Primary schools must do more to ensure importance of science education, says CBI

Shortages in the supply of science skills are appearing that may hold the UK economy back and primary schools are critical to ensuring progress, says the Confederation of British Industry (CBI).

CBI members see a lack of science skills as a threat to competitiveness, according to the new report launched this week.

It includes the results of a survey of 260 primary teachers across the UK – with over half saying science was becoming less important in the curriculum. A third said they lack confidence when teaching science and 62 per cent said they want more professional development to build their confidence.

Respondents presented a mixed picture of the amount of time primary schools can set aside for science education. More than a third of schools teaching science at Key Stage 2 do not provide the minimum recommended two hours each week. Nearly 20 per cent are able to commit over three hours, and 7.5 per cent teach under one hour of science each week.

The report – Tomorrow’s World: Inspiring Primary Scientists – calls for a target to be set for the UK’s schools to be the best in Europe – and in the top five worldwide – by 2020 in science.

The recommendations also include the development of a new science education strategy covering all levels of education, a high standard of professional development for science in primary schools undertaken on a regular basis, and for all primary schools to have a subject leader for science.

It also calls for a new Ofsted framework to “find space to reward schools for meaningful engagement with the wider community” – especially businesses and universities – on key subjects such as science. Businesses and universities should ensure they explicitly consider outreach into primary schools, according to the report.

It also says the potential for teachers to spend some time in businesses and universities as part of continuous professional development (CPD) should be developed – and promoted to both schools and professionals.

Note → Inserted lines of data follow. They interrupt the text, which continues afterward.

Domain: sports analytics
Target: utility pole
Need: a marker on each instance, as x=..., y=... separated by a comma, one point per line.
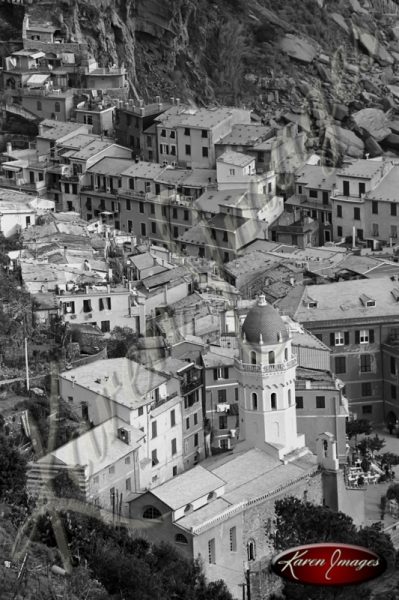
x=248, y=580
x=26, y=363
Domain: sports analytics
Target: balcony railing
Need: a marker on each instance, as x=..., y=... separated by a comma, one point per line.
x=278, y=367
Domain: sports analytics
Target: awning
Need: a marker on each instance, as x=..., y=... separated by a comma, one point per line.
x=37, y=79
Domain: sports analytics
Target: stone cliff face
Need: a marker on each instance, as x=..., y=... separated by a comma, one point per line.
x=318, y=57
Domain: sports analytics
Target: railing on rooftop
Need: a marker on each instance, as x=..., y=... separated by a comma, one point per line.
x=265, y=368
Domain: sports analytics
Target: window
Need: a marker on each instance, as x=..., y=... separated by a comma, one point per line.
x=233, y=539
x=338, y=338
x=367, y=389
x=151, y=512
x=154, y=458
x=393, y=365
x=340, y=365
x=211, y=552
x=87, y=306
x=105, y=326
x=365, y=363
x=223, y=422
x=251, y=550
x=254, y=401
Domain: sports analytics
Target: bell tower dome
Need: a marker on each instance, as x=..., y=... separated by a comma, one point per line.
x=266, y=375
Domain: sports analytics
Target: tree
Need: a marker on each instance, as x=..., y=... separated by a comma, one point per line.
x=357, y=427
x=12, y=470
x=299, y=523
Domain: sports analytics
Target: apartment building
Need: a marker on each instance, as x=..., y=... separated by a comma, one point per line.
x=355, y=202
x=141, y=398
x=221, y=397
x=190, y=377
x=314, y=186
x=359, y=328
x=103, y=305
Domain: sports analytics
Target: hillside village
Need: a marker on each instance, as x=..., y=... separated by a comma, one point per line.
x=209, y=301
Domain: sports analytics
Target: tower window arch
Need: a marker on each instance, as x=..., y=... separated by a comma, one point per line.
x=254, y=398
x=151, y=512
x=251, y=550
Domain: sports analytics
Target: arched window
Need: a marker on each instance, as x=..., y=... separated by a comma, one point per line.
x=251, y=550
x=254, y=401
x=151, y=513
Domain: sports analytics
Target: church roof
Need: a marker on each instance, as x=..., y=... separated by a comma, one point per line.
x=263, y=324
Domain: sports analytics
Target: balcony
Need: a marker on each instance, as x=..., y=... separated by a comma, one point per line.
x=188, y=387
x=267, y=369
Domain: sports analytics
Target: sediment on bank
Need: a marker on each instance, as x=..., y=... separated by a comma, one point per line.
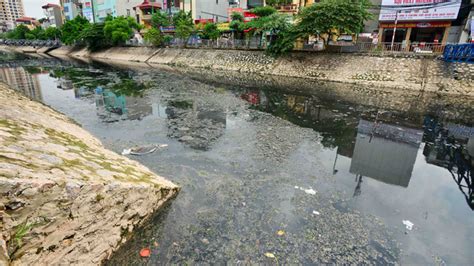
x=65, y=198
x=402, y=72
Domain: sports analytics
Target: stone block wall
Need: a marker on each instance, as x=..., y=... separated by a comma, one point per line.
x=400, y=72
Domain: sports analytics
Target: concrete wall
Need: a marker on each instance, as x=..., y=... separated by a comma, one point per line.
x=403, y=72
x=72, y=199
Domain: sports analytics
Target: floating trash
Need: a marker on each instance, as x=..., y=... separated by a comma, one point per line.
x=143, y=150
x=269, y=255
x=309, y=190
x=145, y=252
x=409, y=225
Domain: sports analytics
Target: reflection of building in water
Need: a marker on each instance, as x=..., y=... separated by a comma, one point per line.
x=195, y=125
x=452, y=146
x=384, y=152
x=65, y=84
x=112, y=107
x=19, y=79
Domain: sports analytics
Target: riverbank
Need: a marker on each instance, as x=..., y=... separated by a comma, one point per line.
x=65, y=198
x=412, y=73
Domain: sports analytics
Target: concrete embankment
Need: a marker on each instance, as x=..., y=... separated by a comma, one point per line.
x=65, y=198
x=403, y=72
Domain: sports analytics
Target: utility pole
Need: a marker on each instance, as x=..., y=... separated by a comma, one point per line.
x=394, y=29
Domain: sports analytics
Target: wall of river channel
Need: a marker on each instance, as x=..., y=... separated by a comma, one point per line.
x=412, y=73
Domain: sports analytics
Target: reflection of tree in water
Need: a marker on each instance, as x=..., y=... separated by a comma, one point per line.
x=447, y=148
x=309, y=111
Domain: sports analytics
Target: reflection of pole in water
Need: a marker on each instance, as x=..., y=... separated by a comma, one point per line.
x=358, y=187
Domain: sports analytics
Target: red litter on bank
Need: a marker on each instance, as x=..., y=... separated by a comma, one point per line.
x=145, y=252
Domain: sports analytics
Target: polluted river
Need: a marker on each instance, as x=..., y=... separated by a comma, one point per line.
x=276, y=171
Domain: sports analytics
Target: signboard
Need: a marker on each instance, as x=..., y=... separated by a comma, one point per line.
x=472, y=29
x=232, y=10
x=432, y=24
x=223, y=26
x=168, y=29
x=419, y=10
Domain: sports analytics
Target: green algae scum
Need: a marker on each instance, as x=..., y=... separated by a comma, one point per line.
x=272, y=170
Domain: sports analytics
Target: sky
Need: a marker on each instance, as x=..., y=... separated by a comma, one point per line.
x=33, y=7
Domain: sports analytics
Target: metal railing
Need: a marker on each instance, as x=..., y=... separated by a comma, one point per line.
x=422, y=48
x=34, y=43
x=459, y=53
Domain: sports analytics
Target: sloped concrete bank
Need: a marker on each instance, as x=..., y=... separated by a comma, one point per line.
x=402, y=73
x=65, y=199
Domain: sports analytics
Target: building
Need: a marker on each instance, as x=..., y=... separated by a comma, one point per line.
x=71, y=8
x=88, y=10
x=10, y=11
x=462, y=29
x=53, y=14
x=145, y=11
x=126, y=8
x=385, y=152
x=20, y=80
x=372, y=26
x=103, y=8
x=427, y=21
x=30, y=23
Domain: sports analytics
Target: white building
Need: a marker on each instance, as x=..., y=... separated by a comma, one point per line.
x=10, y=11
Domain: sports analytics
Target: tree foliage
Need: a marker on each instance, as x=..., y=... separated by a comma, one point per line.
x=18, y=33
x=160, y=19
x=52, y=33
x=120, y=29
x=154, y=37
x=183, y=22
x=328, y=15
x=94, y=37
x=72, y=30
x=211, y=31
x=263, y=11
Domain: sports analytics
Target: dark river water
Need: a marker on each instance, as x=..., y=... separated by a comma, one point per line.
x=272, y=172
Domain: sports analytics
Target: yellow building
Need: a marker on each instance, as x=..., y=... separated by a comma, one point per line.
x=145, y=11
x=295, y=6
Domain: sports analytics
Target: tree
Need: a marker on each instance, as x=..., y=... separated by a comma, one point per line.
x=71, y=31
x=276, y=3
x=184, y=24
x=328, y=16
x=211, y=31
x=94, y=37
x=52, y=33
x=160, y=19
x=119, y=30
x=154, y=36
x=263, y=11
x=37, y=33
x=18, y=33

The report recommends assessing the success of existing primary school schemes in search of lessons for science. It also says the new careers and enterprise company for schools – launched in December to transform the provision of careers education and advice for young people – should include primary schools in its thinking. It also recommends the next government commits to funding the company for the term of the next Parliament.

Assessment of science at Key Stage 2 was abolished by the government in 2009. Rob Wall, head of education and skills at the CBI, told Schools Week the report “shows we hope to make the case for a real sharp focus on driving up standards”, but that the CBI did not want to see a return to testing for science at primary level. “We used to test for science at Key Stage 2 and the government dropped that. We don’t want testing brought back, but we want science to have its proper place at primary school. What we want is to have more space for engagement.”

The challenge, he added, was “about inspiring young people about the potential of science and supporting teachers”. He said CBI members were reporting rising concerns about the skills gap – and there was a need to address the mismatch between the number of people going into STEM careers and the number of vacancies in those sectors.

He added: “The solutions are various, but if you look right down the pipeline, that takes you into primary schools.”